Home listening: Reynaldo Hahn, plus Shostakovich up-close and in the opera house

James Baillieu and friends luxuriate in French romanticism, the Belcea Quartet turn to Shostakovich, and Lady Macbeth of Mtsensk on iPlayer
  
  

James Baillieu
Pianist James Baillieu. Photograph: Kaupo Kikkas

• Reynaldo Hahn (1874-1947), who moved in the same circles as Marcel Proust, has a reputation of being a louche Frenchman specialising in salon songs. Instead he was born in Caracas, to a German-Jewish father and local Venezuelan mother. The family emigrated to Paris when he was three, remarkable logistically considering he had 11 older siblings. Reynaldo Hahn: Chamber Music & Song (Champs Hill) features the instrumental music, notably the Piano Quintet in F sharp minor (1921) and the late Piano Quartet No 3 in G (1946). With their tonal, romantic mood and luscious melodies, these works might have been written a century earlier. Beautifully played here by the pianist James Baillieu, with Benjamin Baker and Bartosz Woroch (violins), Tim Lowe (cello) and Adam Newman (viola), they’re a pleasurable discovery.

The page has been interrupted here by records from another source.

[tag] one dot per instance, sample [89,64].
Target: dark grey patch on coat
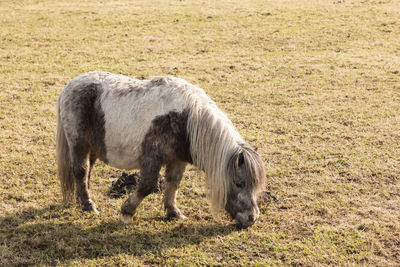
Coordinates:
[86,104]
[166,141]
[126,183]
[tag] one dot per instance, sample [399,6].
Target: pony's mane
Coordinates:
[214,141]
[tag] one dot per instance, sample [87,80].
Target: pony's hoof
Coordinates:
[90,206]
[175,216]
[126,218]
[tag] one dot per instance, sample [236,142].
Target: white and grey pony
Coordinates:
[146,124]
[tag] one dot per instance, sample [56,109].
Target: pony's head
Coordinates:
[246,174]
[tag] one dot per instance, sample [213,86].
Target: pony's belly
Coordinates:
[121,160]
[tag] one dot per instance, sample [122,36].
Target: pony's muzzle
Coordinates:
[247,218]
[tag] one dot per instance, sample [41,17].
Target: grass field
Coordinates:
[315,85]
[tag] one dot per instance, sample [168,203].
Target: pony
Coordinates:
[146,124]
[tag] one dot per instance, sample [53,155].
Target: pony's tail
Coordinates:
[64,170]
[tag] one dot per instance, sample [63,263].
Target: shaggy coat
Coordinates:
[144,124]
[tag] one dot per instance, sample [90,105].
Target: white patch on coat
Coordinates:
[129,107]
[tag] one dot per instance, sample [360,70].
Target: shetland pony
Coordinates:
[145,124]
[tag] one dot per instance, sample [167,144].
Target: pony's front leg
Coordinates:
[81,171]
[173,175]
[147,183]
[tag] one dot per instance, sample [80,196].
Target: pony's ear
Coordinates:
[240,159]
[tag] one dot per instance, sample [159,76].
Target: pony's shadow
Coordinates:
[28,241]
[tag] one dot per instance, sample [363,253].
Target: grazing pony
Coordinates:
[145,124]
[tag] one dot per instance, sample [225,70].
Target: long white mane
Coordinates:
[213,140]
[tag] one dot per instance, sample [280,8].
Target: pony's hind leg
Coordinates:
[147,183]
[81,167]
[173,173]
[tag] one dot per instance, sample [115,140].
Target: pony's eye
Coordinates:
[239,185]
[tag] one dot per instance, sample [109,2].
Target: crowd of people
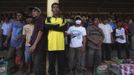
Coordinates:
[77,43]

• In their first Shostakovich disc, the Belcea Quartet, with pianist Piotr Anderszewski, have chosen the String Quartet No 3 and Piano Quintet (Alpha Classics). The five-movement Quartet No 3 (1946) in F major starts with an Allegretto of sardonic, neoclassical cheer, but shadows fall and the mood darkens to one of raw unease, well captured in this agile account. The Quintet (1940) dates from soon after Shostakovich’s catastrophic falling-out with the Stalinist regime over his opera Lady Macbeth of Mtsensk. That work’s edgy mood surfaces in the noisy, jazzy outburst in the quintet’s third movement. In a fine performance, Anderszewski and the Belceas give full expression to the work’s melancholy and lyricism.

Watch a trailer for the Belcea Quartet’s Shostakovich disc

• Catch up with Opera on 3: Lady Macbeth of Mtsensk on Radio 3 iPlayer in the brilliant production of Shostakovich’s operatic masterpiece from the Royal Opera House. Eva-Maria Westbroek, soprano, sings Katerina, the bored housewife of the title, with bass John Tomlinson as her repellant father-in-law, Brandon Jovanovich as Sergey and John Daszak as Ismailov, with the chorus of the Royal Opera and a big ensemble cast conducted by Antonio Pappano.